На другой день снова повалил снег, и сразу же потеплело. Время тянулось мучительно долго, и я, словно пес, растянувшись на мешке, набитом соломой, вспоминал Дон, наш выход из окружения, своих товарищей, мой дом и стол, накрытый белой скатертью. В те дни белая скатерть была у меня прямо–таки навязчивой идеей.
После полудня, когда лагерфельдфебель Браун орал на кого–то в другом конце лагеря, к нам в барак забегали погреться старики охранники и русские, которые вывозили отбросы. До чего жалкими были в лагере даже отбросы! Выгружали их метрах в ста от нас, прямо за бараками, и туда слеталось все воронье Мазурии. Когда подъезжала тележка, тучи ворон взмывали ввысь и с пронзительными криками кружили в сером, грязном небе, а потом набрасывались на новую добычу. Ночью эти вороны спали на мавзолее Гинденбурга.
В мой теплый закуток проскальзывали сначала русские, а за ними старики охранники. Но один из охранников стоял «на стреме», чтобы заранее предупредить о приближении Брауна, который давал о себе знать злобными воплями.
Стряхнув с башмаков и с шинелей снег, русские заходили в закуток и, окликнув меня по имени, спрашивали, как идут дела, а потом сразу же просили клочок газеты (не помню уж каким образом, но несколько газетных страниц мне удавалось раздобыть всегда). Из этого клочка они сворачивали махорочные цигарки (русская махорка — это высушенные и мелко нарезанные черешки табака). Иной раз, когда мои новые друзья особенно сильно затягивались, газетная бумага вспыхивала и они весело смеялись.
Теперь я знал их всех по имени, знал, кто холост, кто женат и при каких обстоятельствах очутился в плену. Знал я и в каком городе или районе Советского Союза они прежде жили. Однажды Анатолий Симончев, чей дом был на острове где–то в Финском заливе, спросил у меня, как пишется по–итальянски «счастливого рождества», и попросил описать мой дом и наше горное селение. Сам он никогда не видел гор.
До чего мне было грустно после того, как они, подгоняемые стариками охранниками, панически боявшимися Брауна, возвращались в свои бараки. Я и впрямь был одинок, ведь мой итальянский напарник — его призвали в армию, но фронта он даже не нюхал, потому что попал сразу в Германию, — был препоганый тип. Он умудрялся наживаться на голоде и бедах всех без различия заключенных.
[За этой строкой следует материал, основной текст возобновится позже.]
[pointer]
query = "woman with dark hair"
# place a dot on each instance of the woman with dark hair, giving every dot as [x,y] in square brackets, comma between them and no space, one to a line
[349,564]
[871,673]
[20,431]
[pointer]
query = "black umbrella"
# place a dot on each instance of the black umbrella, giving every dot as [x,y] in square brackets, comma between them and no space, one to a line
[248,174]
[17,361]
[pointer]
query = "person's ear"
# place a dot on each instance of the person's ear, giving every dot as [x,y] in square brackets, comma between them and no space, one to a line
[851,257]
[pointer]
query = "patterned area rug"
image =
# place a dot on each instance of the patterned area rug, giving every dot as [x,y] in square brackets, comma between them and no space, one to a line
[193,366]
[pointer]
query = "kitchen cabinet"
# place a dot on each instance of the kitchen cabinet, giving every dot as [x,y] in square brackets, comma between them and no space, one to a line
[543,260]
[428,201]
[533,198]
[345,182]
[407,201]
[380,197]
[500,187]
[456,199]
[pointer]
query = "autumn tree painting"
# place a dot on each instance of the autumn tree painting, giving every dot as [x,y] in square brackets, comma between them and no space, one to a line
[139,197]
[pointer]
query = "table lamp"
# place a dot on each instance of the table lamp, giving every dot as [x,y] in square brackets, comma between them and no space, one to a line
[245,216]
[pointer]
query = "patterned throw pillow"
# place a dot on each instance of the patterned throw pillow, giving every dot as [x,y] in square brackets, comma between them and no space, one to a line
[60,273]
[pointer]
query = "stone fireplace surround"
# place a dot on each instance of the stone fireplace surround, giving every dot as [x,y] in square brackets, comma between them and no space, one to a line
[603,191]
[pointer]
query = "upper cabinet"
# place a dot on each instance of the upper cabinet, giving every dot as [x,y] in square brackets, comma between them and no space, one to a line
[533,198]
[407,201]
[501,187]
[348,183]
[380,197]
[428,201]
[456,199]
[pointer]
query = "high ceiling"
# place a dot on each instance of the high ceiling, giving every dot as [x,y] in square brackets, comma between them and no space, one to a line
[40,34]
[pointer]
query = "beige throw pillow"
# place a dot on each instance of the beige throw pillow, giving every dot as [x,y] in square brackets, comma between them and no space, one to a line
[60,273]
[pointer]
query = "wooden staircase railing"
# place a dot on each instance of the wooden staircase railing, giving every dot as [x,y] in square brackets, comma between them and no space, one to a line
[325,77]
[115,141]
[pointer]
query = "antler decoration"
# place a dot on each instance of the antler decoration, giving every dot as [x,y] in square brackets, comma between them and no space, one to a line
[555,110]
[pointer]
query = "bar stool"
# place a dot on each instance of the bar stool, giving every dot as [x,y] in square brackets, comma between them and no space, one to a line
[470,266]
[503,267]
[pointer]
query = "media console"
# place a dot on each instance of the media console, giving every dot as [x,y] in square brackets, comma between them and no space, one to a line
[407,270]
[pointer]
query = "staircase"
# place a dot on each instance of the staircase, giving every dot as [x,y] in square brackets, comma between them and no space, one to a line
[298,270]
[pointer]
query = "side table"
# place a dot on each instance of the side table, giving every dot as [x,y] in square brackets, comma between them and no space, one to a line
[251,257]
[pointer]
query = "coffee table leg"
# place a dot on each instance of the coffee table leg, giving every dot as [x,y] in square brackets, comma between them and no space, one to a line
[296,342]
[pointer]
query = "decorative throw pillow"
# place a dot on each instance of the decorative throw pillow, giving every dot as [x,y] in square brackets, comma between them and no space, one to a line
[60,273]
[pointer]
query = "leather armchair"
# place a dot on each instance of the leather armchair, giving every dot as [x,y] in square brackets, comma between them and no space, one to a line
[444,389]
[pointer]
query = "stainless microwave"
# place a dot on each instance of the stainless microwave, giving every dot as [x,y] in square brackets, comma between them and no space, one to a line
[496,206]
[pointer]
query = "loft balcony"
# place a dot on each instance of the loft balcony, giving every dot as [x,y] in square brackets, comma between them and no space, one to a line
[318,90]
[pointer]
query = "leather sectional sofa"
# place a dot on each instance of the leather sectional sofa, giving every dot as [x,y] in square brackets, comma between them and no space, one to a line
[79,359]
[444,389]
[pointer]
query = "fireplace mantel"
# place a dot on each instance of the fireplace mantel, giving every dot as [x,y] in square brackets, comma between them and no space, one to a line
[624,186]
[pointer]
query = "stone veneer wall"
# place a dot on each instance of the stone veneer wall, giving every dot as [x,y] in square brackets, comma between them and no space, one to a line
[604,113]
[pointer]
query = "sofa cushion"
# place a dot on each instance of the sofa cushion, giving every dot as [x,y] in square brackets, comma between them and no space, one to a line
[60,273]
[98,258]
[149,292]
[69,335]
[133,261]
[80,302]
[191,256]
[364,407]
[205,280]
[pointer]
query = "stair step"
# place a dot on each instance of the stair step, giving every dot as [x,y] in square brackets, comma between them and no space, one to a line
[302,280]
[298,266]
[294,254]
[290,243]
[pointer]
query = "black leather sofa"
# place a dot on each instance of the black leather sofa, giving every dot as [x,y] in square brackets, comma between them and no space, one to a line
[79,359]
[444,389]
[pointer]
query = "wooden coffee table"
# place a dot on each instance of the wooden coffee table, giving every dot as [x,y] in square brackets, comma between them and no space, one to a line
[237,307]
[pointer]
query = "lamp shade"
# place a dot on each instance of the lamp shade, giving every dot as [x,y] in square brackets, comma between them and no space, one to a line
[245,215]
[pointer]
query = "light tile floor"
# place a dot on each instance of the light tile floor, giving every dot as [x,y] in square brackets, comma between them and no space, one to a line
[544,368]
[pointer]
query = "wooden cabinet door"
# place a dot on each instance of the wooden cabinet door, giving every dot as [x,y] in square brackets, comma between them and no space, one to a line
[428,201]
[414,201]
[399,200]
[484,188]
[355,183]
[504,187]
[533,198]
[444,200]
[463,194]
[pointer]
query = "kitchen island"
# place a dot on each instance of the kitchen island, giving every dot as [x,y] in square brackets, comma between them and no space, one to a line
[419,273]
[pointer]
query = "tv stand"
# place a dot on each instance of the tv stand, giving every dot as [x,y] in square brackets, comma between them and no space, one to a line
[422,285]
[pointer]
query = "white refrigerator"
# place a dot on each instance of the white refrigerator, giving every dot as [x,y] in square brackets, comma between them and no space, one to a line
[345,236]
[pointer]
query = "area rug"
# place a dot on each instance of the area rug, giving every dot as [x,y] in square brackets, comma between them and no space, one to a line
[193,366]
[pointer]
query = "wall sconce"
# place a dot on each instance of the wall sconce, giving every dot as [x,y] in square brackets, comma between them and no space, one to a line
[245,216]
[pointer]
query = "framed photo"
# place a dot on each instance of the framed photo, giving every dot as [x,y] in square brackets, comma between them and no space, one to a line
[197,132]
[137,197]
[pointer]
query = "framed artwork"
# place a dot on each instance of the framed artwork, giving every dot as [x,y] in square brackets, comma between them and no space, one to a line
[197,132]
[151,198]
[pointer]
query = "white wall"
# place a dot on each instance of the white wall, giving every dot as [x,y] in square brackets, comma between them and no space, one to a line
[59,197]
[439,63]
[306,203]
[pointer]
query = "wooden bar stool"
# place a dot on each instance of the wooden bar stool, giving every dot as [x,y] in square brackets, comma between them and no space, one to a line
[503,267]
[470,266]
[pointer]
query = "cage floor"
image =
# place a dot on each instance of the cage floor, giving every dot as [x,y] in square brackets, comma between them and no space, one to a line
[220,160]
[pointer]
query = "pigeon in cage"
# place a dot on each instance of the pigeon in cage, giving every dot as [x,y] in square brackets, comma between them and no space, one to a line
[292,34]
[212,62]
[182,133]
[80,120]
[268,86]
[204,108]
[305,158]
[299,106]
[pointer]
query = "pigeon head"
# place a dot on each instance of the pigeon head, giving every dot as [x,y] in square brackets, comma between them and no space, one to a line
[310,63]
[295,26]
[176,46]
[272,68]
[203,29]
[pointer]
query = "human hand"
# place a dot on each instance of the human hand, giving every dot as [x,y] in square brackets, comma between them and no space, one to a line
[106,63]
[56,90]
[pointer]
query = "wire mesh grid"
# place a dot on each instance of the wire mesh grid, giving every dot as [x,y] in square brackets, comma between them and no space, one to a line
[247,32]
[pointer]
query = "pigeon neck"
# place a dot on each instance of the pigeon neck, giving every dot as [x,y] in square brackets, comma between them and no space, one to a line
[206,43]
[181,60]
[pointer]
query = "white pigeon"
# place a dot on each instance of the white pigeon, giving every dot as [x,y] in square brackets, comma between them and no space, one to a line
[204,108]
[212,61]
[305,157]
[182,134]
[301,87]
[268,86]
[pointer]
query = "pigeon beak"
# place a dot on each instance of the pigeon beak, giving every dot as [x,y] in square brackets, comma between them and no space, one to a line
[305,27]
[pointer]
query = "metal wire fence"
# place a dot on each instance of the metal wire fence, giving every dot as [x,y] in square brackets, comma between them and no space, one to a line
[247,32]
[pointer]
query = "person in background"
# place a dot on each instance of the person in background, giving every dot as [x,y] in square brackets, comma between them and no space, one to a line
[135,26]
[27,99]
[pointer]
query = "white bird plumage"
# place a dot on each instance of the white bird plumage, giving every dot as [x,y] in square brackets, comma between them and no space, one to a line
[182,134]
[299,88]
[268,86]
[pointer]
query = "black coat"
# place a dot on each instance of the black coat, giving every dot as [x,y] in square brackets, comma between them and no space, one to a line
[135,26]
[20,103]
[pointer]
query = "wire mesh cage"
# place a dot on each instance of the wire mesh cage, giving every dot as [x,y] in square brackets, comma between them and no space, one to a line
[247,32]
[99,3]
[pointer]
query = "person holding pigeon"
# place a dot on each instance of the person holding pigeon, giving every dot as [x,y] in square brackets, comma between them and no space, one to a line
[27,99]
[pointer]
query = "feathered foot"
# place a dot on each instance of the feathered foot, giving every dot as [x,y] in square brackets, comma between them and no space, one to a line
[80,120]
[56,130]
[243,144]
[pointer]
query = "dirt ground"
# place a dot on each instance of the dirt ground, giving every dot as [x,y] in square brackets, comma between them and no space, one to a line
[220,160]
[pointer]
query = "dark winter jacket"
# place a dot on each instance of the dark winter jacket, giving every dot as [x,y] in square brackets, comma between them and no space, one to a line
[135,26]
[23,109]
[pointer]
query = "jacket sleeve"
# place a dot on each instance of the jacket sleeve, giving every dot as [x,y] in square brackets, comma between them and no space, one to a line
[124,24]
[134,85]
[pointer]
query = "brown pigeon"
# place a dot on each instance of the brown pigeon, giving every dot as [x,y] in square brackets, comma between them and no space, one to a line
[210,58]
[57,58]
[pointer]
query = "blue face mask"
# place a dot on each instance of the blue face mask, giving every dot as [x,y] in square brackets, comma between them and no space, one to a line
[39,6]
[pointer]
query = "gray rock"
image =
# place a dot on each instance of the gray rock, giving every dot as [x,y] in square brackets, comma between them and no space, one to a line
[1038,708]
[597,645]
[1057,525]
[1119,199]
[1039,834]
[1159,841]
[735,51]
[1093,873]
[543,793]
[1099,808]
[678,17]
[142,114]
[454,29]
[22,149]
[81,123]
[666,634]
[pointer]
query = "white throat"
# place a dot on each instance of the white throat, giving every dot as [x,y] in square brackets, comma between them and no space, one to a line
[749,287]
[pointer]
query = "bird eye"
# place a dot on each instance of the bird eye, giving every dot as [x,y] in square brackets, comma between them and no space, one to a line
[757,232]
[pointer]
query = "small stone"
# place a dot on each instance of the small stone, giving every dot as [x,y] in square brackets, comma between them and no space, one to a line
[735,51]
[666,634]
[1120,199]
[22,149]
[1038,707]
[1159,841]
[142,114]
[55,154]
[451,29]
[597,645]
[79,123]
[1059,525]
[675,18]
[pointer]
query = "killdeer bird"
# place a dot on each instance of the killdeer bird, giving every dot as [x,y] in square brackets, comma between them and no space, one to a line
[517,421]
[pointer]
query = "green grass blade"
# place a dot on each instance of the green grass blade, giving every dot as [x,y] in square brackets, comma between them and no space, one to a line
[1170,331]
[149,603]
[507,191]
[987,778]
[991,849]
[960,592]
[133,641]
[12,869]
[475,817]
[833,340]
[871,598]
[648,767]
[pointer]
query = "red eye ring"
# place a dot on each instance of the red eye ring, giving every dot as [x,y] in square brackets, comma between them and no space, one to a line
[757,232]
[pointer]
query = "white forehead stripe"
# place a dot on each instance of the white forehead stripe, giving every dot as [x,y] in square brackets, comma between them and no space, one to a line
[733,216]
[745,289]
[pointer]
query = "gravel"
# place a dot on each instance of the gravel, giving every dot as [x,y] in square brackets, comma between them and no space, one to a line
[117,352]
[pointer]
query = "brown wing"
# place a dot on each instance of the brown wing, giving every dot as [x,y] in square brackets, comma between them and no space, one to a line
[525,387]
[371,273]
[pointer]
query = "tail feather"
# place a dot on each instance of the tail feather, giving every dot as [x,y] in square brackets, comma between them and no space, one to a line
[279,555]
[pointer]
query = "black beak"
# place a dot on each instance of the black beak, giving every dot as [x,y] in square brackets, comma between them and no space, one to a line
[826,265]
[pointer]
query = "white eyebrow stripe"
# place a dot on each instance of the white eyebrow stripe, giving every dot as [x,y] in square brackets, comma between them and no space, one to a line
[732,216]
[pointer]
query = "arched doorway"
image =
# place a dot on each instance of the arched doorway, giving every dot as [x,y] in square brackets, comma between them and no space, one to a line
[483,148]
На редкость холодную ночь 25 декабря 1943 года я провел почти без сна, а на рассвете, странное дело, вдруг в молочно–мерзлом воздухе услышал отчетливый звон колоколов. Быть может, он доносился с той деревянной колоколенки? А может, из лагерных репродукторов? Или был лишь плодом моего воображения? Нет, это звонили колокола, и звонили празднично.
В то утро я все время молчал. Молчали и Петр с Иваном, от которых меня отделяла стена, и мой напарник, который лежал на мешке с опилками и притворялся спящим. Я поднялся, разжег огонь в печке, согрел воду, обмылком кое–как намылил щеки, старательно побрился безнадежно тупой бритвой. Потом протер лицо, капнув на ладонь несколько капель одеколона. За неделю до этого, вспомнив о приближающемся рождестве, я выменял у одного пленного моряка два новеньких лезвия на четверть флакончика одеколона.
Когда охранник повел нас получать суп, я по дороге увидел на снегу почти затоптанную башмаками надпись «Fröhliche Weihnachten» [15] Счастливого рождества (нем.).
.
На кухне нам в котелки плеснули две ложки кипятка с вареной свеклой и выдали каждому по осьмушке хлеба. На обратном пути мы проходили мимо капустного поля. Кочанов капусты там уже не осталось, но из снега торчали кочерыжки. Я по–немецки попросил у охранника разрешения взять несколько кочерыжек. Он пугливо оглянулся вокруг, потом сказал:
— Только быстрее! Быстрее!
Я торопливо надергал кочерыжек, сколько успел, чуть не обморозив при этом руки, и с драгоценной добычей вернулся на свой приемный пункт. Потом долго оттаивал и чистил кочерыжки, порезал их на мелкие кусочки и, когда вода закипела, бросил их в котелок и добавил туда кусочек сахара и две горсти белой муки. По тем временам это был настоящий рождественский обед.
Ближе к вечеру, выкурив махорочную цигарку, Николай Кременчуг вполголоса запел грустную песню о березке. Едва песня затихла, в барак проскользнул Петр со своей неразлучной балалайкой. Он заиграл, радуя и бередя души. Потом он рассказывал, как его дед был при царе сослан в Сибирь и там капканом ловил волков и душил их голыми руками. Но тут до нас откуда–то издалека донесся лающий голос лагерфельдфебеля Брауна, и в барак вихрем влетел испуганный старик охранник.